Precise Asymptotics of Bagging Regularized M-estimators
- URL: http://arxiv.org/abs/2409.15252v2
- Date: Fri, 11 Oct 2024 06:44:26 GMT
- Title: Precise Asymptotics of Bagging Regularized M-estimators
- Authors: Takuya Koriyama, Pratik Patil, Jin-Hong Du, Kai Tan, Pierre C. Bellec,
- Abstract summary: We characterize the squared prediction risk of ensemble estimators obtained through subagging (subsample bootstrap aggregating) regularized M-estimators.
Key to our analysis is a new result on the joint behavior of correlations between the estimator and residual errors on overlapping subsamples.
Joint optimization of subsample size, ensemble size, and regularization can significantly outperform regularizer optimization alone on the full data.

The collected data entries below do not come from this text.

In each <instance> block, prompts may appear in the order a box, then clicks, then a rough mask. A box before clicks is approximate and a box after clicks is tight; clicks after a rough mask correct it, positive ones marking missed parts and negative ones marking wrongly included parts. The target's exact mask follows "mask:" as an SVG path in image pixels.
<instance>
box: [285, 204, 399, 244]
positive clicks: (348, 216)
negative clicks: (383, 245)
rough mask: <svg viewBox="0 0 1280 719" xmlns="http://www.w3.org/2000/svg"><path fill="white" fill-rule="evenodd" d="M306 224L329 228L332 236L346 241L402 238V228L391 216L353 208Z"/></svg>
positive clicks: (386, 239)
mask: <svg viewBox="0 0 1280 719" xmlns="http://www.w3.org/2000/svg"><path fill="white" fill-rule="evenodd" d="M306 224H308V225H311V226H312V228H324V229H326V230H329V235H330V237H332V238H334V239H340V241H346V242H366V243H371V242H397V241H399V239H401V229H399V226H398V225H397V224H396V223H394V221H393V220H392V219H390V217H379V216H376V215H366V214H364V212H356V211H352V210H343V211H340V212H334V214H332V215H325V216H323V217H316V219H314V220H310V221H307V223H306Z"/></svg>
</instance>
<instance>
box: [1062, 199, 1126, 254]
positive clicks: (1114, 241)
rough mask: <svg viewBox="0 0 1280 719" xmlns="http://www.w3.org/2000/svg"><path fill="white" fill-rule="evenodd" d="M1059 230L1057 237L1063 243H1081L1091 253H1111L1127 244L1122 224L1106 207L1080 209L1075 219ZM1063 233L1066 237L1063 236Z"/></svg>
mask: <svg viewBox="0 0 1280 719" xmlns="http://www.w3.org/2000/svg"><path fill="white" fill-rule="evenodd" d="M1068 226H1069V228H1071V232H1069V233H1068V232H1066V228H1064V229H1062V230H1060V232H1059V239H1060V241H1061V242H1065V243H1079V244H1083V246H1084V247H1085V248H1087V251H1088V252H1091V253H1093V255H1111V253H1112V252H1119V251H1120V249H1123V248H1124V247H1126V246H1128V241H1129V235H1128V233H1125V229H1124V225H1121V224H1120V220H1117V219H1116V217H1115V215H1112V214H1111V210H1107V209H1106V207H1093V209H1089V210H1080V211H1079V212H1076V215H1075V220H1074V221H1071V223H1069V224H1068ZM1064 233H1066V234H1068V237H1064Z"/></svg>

- Score: 5.165142221427928
- License: http://arxiv.org/licenses/nonexclusive-distrib/1.0/
- Abstract: We characterize the squared prediction risk of ensemble estimators obtained through subagging (subsample bootstrap aggregating) regularized M-estimators and construct a consistent estimator for the risk. Specifically, we consider a heterogeneous collection of $M \ge 1$ regularized M-estimators, each trained with (possibly different) subsample sizes, convex differentiable losses, and convex regularizers. We operate under the proportional asymptotics regime, where the sample size $n$, feature size $p$, and subsample sizes $k_m$ for $m \in [M]$ all diverge with fixed limiting ratios $n/p$ and $k_m/n$. Key to our analysis is a new result on the joint asymptotic behavior of correlations between the estimator and residual errors on overlapping subsamples, governed through a (provably) contractible nonlinear system of equations. Of independent interest, we also establish convergence of trace functionals related to degrees of freedom in the non-ensemble setting (with $M = 1$) along the way, extending previously known cases for square loss and ridge, lasso regularizers. When specialized to homogeneous ensembles trained with a common loss, regularizer, and subsample size, the risk characterization sheds some light on the implicit regularization effect due to the ensemble and subsample sizes $(M,k)$. For any ensemble size $M$, optimally tuning subsample size yields sample-wise monotonic risk. For the full-ensemble estimator (when $M \to \infty$), the optimal subsample size $k^\star$ tends to be in the overparameterized regime $(k^\star \le \min\{n,p\})$, when explicit regularization is vanishing. Finally, joint optimization of subsample size, ensemble size, and regularization can significantly outperform regularizer optimization alone on the full data (without any subagging).